Reduced, Reused, Recycled: Gave away an over-sized upholstered chair to make DD15's room roomier. Our house always looks messy, partly because we read and haven't enough shelf space. We have lots of books, magazines and papers in various piles. But we also have "stuff" like my large collection of egg beaters and potato mashers. And now the kitchen is crammed with new supplies and equipment. Gotta keep the house from 'sploding, somehow.

DD15 starts a new job as a barista next week, and we did the cost calculations of driving. We asked for her to work several longer shifts, instead of a lot of short ones, to make the 3 mile commute worth the time and energy. I would suggest biking, but the highway she would have to travel is dangerous. The job has the advantage that she is allowed to read and do school work during the slow times.

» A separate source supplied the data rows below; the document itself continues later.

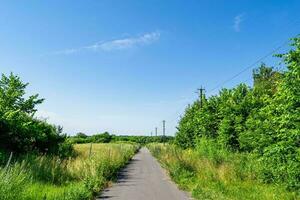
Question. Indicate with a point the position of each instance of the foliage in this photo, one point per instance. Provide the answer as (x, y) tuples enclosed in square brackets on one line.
[(210, 172), (20, 131), (107, 138), (51, 178), (261, 120)]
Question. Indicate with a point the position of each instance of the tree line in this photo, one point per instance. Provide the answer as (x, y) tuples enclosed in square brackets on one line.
[(263, 120), (108, 138), (20, 131)]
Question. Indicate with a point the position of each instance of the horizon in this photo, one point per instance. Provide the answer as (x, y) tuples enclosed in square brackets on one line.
[(126, 67)]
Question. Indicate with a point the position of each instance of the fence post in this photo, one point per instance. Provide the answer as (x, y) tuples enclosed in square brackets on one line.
[(90, 149), (9, 160)]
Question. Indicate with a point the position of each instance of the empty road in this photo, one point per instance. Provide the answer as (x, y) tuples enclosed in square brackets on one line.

Think I got DH to order a Kill-A-Watt. Planning to have DD11 work on tracking our electric usage this fall. She will like that.

Local: Took a lot of photos at our little producer market, to make a blog post I can use to promote the market to local friends. The more business it gets, the more vendors will be attracted.

Visited two sets of friends that go on "the list" of people to stay in touch with in a crisis. One is a our former landlord and his wife, who has assembled a set of five city rowhouses on the edge of Philadelphia. They are surrounding themselves with their "family of choice" by selectively renting the houses. They have planted fruit trees, collected tools. The wife is a chef, who told me about the Indian grocery store we visited. The husband is very good at renovating, salvaging, building. Their houses are right on the train line that would connect to Reading. They are going to Burning Man, in the Nevada desert, in August, which is nothing if not an exercise in planning and eating out of stored food and water, while building a survival community with strangers.

The other set of friends are from the martial arts community. Very fun - she does roller derby. martial arts, and is taking med-tech classes. He is an artist, art installer, origami folder, black belt everything, skate boarder, and a good shot. They have their own connections to other multi-skilled people, and get along well with our kids. They have already moved from car to motorcycle. They might be interested in our local food explorations.

Learned: Suggested a skill to DH: locksmithing. Caught his fancy. Fits his previous experience as a Private Investigator. He got right to work looking for courses and checking our state's certification process. I think that could be a great sideline for him. He is also looking into becoming a notary public.

My "Adapting in Place" class starts online this week. Classmate introductions and preliminary discussions have begun. It promises to be fascinating to hear more about the challenges each different household faces.

Library: Found a 1972 recipe booklet Quick Pickling from the Heinz corporation. It describes the open kettle method for canning, so I will not be using the instructions, but the recipes themselves might be good. Have been working on printing out more of my recipe collection, as well as some related articles about preserving and storage.

3 comments:

Lisa Zahn said...

That bench is gorgeous. Lucky!

Also lucky you get to take the Adapting in Place class. I hope you will share more of what you learn on your blog. I'm very interested, because we are definitely adapting in place.

Hey, I gave you a blog award so go to my blog to find it!

Lisa

mandi said...

i am new to your blog- wow! looks like we hold similar ideas. i have really enjoyed perusing. i am interested in seeing a post on your nesting boxes to attract bees. we have a major bee shortage. i'd also like to see your home made rain barrels. i'm adding you to my blog roll so i can check back often!

Gina said...

I love your IDC updates-so detailed and I love that (easier to learn something;) The tomatoes are beautiful.

The bench is gorgeous! What a great find!

Also, you know some really interesting people. The former landlord and wife sound like such colorful people!